For a comprehensive benchmarking strategy, consider using dnsperf for sustained load testing and kdig for protocol-specific validation (especially DoQ). queryperf is useful for quick sanity checks and maximum throughput numbers.

Related Reading

For related DNS infrastructure topics, see our PowerDNS vs BIND9 vs NSD authoritative DNS comparison, the dnsdist load balancing guide, and our guide to Knot Resolver vs Blocky for DNS-over-QUIC.

FAQ

What is the difference between dnsperf and queryperf?

dnsperf supports rate-controlled testing with configurable QPS limits, multi-threaded query workers, and detailed statistical output including standard deviation. queryperf sends queries as fast as possible with no rate limiting, making it suitable only for measuring maximum theoretical throughput. dnsperf is the better choice for realistic load simulation.

Can I use these tools to test DNS-over-HTTPS (DoH) servers?

dnsperf supports DoH testing natively with the -T flag (TLS) and HTTPS endpoint configuration. kdig can test DoH endpoints using @https://server/dns-query syntax. queryperf only supports UDP and TCP — it cannot test encrypted DNS protocols.

How many queries should I send for a reliable benchmark?

For statistical reliability, aim for at least 10,000 queries at your target QPS. Run the test for a minimum of 60 seconds to account for DNS cache warming effects and transient network fluctuations. For production capacity planning, run tests at 50%, 75%, 90%, and 100% of your expected peak load.

Does dnsperf work with DNSSEC-enabled resolvers?

Yes. dnsperf supports the +dnssec flag (-D) to set the DNSSEC OK (DO) bit in queries, and the +cdflag to set the Checking Disabled bit. This allows you to test how DNSSEC validation impacts resolver latency and throughput — a critical measurement for production deployments.

How do I generate a realistic query file for benchmarking?

Use the dnsperf-gen utility (included with dnsperf) to generate random query files:

1

dnsperf-gen -s 50000 -o queryfile.txt

For production-accurate testing, capture real query logs from your DNS server and convert them to queryperf/dnsperf input format. This preserves your actual query distribution (record types, domain popularity, EDNS usage).

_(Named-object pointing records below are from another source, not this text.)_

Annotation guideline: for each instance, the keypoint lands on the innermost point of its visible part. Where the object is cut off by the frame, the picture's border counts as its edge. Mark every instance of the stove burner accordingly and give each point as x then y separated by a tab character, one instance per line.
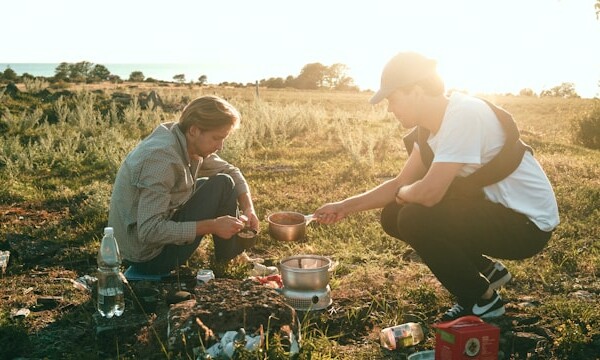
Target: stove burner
306	300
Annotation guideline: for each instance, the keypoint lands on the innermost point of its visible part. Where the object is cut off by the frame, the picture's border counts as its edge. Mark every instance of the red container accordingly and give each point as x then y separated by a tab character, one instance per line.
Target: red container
466	338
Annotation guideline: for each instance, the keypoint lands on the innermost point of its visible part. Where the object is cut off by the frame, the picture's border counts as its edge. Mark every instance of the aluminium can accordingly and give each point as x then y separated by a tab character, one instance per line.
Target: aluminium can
204	275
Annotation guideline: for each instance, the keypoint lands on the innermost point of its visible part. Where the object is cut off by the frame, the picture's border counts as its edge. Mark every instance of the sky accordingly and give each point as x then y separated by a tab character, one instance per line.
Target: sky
480	45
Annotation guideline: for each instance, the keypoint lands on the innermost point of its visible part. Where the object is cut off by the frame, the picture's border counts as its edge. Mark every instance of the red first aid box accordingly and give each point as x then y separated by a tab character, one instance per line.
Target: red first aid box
466	338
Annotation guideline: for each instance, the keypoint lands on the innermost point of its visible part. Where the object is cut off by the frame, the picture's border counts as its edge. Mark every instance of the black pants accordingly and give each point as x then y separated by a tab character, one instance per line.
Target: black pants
453	236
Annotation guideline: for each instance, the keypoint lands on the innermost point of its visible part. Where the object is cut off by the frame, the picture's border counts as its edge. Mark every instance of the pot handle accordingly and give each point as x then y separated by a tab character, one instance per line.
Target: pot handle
309	218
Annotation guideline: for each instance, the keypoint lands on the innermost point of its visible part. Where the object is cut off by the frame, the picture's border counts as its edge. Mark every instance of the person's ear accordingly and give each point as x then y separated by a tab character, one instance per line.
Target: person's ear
194	130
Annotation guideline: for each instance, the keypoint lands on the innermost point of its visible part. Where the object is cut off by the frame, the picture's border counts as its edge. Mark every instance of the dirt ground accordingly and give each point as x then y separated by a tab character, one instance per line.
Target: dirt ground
47	289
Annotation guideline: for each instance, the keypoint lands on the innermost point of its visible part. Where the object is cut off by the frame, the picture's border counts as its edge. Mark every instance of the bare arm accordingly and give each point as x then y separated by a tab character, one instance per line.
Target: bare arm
375	198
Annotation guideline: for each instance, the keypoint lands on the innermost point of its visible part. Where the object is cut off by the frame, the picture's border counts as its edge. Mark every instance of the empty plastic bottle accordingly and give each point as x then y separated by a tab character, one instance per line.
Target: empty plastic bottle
401	336
111	300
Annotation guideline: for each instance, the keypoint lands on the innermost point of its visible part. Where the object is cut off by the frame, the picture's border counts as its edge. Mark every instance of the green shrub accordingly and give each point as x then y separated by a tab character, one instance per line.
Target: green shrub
586	130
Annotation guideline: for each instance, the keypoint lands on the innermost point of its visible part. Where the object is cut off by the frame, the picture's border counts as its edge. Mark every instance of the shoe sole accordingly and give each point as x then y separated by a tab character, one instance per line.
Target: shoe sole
500	282
495	313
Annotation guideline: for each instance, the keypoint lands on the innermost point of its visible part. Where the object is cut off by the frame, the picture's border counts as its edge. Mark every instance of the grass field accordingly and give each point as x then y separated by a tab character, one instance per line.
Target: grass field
298	149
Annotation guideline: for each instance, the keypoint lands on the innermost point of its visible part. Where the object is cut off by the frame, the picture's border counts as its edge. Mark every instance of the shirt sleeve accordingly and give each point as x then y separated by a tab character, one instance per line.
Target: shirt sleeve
157	179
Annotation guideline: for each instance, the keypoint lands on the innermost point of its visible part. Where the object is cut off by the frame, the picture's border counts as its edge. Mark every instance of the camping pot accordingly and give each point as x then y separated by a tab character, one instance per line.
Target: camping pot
305	272
288	225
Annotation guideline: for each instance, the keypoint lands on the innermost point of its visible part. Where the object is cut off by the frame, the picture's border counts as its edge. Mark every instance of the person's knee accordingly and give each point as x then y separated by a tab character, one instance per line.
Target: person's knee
389	216
223	180
411	221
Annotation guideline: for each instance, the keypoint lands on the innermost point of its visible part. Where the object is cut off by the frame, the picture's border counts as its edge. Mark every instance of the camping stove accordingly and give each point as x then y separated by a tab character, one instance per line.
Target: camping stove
305	300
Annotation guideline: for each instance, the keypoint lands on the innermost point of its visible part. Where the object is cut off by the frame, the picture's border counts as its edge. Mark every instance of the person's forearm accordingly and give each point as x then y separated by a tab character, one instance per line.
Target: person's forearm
204	227
245	202
375	198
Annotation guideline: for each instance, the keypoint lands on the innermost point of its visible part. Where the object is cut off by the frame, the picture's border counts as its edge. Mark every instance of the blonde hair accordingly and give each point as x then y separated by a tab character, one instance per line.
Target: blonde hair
209	112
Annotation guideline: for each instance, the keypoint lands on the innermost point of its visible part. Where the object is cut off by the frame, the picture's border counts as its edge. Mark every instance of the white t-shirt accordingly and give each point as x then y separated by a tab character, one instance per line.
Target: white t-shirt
471	134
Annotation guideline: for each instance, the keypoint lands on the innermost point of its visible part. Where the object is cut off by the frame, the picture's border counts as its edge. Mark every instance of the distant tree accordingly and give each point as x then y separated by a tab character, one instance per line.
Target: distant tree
9	74
99	73
62	71
526	92
180	78
311	76
79	72
136	76
115	79
564	90
274	83
335	75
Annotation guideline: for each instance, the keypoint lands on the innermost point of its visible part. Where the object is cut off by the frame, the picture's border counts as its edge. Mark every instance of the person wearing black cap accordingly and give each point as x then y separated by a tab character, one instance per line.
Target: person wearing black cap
470	192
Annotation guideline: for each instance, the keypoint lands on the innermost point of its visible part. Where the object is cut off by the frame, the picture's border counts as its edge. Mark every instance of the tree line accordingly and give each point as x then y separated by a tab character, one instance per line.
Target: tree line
312	76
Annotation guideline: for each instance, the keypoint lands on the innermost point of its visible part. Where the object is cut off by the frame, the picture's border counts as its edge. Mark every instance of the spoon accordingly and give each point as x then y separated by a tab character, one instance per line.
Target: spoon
309	218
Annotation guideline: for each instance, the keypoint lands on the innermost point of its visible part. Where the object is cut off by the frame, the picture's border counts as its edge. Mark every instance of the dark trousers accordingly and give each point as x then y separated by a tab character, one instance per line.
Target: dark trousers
453	237
214	197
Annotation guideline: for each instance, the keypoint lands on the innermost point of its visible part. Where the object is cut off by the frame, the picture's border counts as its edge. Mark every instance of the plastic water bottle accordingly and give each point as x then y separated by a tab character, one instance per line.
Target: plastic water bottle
111	300
401	336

Is kdig a suitable replacement for dig in benchmarking scripts?

kdig is primarily a diagnostic tool like dig, not a dedicated benchmarking tool. While you can script kdig in a loop to measure individual query latency, it lacks the built-in statistical aggregation and rate control of dnsperf. Use kdig for protocol-specific testing (especially DoQ) and dnsperf for comprehensive load benchmarks.

What does QPS mean in DNS benchmarking?

QPS stands for “queries per second” — the primary throughput metric for DNS servers. A resolver handling 10,000 QPS can process 10,000 individual DNS queries every second. Benchmarking at different QPS levels helps identify the point where latency begins to degrade (the “knee” of the performance curve), which determines your safe operational capacity.